Are the parents rejecting it because of a defect? When I place it back into the nest, the parents do sit on it, and probably? also feed it because it is still alive 2 days later.
I have been thinking of taking it inside and taking care of it myself.
What do you think I should do ?

Many thanks !


----------



## KingMufasa (May 17, 2021)

Hey! Have you paid close attention to them? They could be moving around when the parents come to feed it. I think you should watch closely and see what happens when the parents come back and start feeding them, and see if they keep getting pushed away.


----------



## tabous2 (Apr 19, 2021)

I will do, I check about every 2 hours, will check more often, I also added a low barrage so it cannot Reach outside the balcony for the moment!


----------



## Marina B (May 5, 2011)

Can you post a photo? At 2 weeks old they can sort of walk around. You can also check the crop of the smaller one to see if he is getting fed or not. Do this just after they got fed by the parents and when the parents have left again. Also check his droppings. Should be brown and plenty. If bright green and creamy, then he is producing starvation droppings.


----------



## tabous2 (Apr 19, 2021)

Thanks for this info!
So I found it again outside the nest this AM - and trying to crawl back, but it was raining and cold. and it was completely cold to the touch this time, with clearly no energy, even the sound it tried to make was very faint. It was moving it wings though a bit. The bigger brother was under the mother. So I took this one and placed it on a warm bottle with padding on top and a scarf around so it can warm back up.
For now all I have to try and feed is is wheetabix, so I have mixed it with water. I hope that will suffice for now. Otherwise I have sunflower seeds which I could crush and make a liquid with, what do you think?
I am in the hope that it will revive itself a bit and I will be able to place it in the nest again in a day or two!

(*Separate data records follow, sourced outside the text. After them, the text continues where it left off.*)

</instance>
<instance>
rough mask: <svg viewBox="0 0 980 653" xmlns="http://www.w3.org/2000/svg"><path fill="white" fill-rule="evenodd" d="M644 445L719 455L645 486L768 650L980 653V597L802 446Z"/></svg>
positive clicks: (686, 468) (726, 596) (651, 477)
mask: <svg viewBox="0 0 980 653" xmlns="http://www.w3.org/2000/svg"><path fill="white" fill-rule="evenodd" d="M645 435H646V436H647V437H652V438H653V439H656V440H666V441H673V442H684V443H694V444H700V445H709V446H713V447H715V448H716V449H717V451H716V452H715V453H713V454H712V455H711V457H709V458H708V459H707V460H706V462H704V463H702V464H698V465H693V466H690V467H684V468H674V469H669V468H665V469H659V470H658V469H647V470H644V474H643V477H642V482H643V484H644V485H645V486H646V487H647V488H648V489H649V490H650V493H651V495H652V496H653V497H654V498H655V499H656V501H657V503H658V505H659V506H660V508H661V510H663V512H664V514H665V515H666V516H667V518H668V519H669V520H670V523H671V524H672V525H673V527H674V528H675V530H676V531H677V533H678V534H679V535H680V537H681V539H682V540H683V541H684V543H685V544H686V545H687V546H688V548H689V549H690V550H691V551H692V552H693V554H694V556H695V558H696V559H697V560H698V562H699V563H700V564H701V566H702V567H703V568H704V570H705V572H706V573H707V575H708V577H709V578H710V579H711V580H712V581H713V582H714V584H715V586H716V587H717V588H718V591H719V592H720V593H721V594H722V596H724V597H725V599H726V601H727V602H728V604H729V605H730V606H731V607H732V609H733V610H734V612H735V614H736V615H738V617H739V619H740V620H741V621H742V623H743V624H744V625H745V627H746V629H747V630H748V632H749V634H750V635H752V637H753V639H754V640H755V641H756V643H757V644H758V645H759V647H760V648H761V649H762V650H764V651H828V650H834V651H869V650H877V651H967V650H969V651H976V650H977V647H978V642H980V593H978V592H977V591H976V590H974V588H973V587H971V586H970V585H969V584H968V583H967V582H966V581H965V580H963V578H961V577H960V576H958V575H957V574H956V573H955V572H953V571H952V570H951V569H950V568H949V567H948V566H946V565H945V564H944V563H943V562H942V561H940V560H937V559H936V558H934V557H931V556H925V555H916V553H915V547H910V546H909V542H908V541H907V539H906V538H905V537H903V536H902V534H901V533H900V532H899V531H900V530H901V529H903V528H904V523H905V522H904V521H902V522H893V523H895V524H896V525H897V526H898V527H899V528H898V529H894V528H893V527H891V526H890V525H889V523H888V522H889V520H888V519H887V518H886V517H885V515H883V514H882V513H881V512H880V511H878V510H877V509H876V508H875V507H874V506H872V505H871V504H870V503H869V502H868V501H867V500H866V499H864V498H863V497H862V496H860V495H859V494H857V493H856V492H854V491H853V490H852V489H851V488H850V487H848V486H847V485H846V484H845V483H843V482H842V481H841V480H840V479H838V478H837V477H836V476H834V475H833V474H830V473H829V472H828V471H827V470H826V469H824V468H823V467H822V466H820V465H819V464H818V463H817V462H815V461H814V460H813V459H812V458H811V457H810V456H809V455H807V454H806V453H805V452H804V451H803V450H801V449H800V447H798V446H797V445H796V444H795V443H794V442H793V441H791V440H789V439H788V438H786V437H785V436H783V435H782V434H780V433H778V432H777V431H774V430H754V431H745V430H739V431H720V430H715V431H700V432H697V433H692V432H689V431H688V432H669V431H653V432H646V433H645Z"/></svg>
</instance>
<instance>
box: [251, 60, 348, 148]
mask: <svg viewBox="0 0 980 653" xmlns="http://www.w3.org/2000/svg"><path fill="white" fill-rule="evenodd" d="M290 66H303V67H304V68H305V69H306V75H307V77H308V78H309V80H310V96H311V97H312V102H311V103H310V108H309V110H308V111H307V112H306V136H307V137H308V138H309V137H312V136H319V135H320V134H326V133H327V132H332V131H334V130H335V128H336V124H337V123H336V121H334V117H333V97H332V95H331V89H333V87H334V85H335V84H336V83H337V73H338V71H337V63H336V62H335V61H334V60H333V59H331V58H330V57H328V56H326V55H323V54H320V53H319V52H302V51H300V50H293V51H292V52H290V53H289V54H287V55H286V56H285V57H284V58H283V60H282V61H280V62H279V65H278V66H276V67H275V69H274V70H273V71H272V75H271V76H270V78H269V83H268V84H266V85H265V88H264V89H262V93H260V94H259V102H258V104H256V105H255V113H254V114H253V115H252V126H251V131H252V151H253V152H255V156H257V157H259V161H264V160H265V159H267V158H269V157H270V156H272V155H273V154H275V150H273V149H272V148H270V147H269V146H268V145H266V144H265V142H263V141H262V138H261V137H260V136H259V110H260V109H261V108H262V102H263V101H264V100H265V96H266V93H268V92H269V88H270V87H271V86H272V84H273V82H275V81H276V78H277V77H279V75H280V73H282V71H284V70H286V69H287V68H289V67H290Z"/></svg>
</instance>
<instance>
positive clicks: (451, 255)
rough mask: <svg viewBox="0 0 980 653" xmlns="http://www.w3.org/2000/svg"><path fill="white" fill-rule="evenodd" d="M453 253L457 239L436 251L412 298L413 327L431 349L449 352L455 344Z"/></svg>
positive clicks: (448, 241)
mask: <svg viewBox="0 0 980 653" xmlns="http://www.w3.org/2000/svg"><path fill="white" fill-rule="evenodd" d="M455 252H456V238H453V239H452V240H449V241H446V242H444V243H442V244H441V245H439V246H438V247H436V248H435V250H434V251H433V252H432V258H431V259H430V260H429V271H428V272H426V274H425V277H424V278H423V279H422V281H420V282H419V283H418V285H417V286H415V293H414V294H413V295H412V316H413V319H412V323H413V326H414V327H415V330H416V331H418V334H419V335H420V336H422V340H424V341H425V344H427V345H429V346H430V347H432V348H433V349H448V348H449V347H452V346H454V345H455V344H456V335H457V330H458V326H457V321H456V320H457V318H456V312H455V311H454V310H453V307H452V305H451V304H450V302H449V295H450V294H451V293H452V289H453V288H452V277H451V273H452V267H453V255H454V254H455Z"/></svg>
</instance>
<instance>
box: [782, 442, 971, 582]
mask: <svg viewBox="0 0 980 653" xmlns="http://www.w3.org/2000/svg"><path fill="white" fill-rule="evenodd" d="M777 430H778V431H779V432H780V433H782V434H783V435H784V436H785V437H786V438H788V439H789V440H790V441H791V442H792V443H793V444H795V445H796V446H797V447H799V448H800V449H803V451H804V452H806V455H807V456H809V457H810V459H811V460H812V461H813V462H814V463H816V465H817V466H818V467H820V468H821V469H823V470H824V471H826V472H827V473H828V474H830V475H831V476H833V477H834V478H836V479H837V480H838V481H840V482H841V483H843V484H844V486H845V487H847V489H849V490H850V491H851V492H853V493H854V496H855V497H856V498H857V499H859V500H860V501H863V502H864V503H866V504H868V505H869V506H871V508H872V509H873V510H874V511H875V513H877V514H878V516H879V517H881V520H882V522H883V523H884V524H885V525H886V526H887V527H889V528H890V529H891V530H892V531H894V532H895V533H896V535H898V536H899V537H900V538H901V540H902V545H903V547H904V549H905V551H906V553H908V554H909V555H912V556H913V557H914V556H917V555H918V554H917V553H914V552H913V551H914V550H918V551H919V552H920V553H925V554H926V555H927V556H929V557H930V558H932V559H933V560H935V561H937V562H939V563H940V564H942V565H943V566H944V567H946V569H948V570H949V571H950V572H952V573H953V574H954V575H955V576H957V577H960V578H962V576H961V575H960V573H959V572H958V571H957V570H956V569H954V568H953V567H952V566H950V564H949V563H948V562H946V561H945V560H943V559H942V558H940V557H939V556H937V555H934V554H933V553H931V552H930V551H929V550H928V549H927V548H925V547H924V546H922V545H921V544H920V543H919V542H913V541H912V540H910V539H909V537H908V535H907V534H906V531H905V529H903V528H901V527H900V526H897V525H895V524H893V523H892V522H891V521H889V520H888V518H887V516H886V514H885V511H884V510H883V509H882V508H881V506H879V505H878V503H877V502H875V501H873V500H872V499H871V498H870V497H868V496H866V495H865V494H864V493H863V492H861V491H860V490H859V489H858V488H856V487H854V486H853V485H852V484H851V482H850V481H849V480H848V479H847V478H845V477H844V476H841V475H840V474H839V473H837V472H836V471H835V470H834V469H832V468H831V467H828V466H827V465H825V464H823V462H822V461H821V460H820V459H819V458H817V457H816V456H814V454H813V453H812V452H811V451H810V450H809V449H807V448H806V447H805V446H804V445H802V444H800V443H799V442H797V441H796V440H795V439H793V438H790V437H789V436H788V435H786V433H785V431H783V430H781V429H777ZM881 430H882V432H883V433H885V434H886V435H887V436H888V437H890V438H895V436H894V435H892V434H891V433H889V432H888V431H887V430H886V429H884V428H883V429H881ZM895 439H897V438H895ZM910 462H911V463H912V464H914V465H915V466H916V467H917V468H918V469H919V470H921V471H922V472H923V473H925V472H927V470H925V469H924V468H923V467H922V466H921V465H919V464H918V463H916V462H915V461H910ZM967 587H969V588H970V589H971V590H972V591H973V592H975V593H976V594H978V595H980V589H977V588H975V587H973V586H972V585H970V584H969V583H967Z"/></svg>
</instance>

Thanks for your help and input


----------



## tabous2 (Apr 19, 2021)

Otherwise I was thinking of getting these for delivery tomorrow - do you think they will help?









Wetrys Baby Bird Feeding Syringe for Feeding Milk Medicine to Sick Birds 20ml 10ml Random Color : Amazon.de: Baby Products


Wetrys Baby Bird Feeding Syringe for Feeding Milk Medicine to Sick Birds 20ml 10ml Random Color : Amazon.de: Baby Products



www.amazon.de













Orlux Hand Mix 500 g Pack of 1 x 0.5 kg : Amazon.de: Pet Supplies


Orlux Hand Mix 500 g Pack of 1 x 0.5 kg : Amazon.de: Pet Supplies



www.amazon.de





Thank you


----------



## Marina B (May 5, 2011)

You can order the handmix, that will be fine. Rather get a 10 ml and 20 ml syringe for feeding. You can cut off the tip (needle part) and cover with a piece of rubber from a glove. Fasten this to the syringe with an elastic rubberband. Now cut an x into the rubber, that's where he will stick his beak inside for feeding. Lots of videos on youtube "how to feed baby pigeon".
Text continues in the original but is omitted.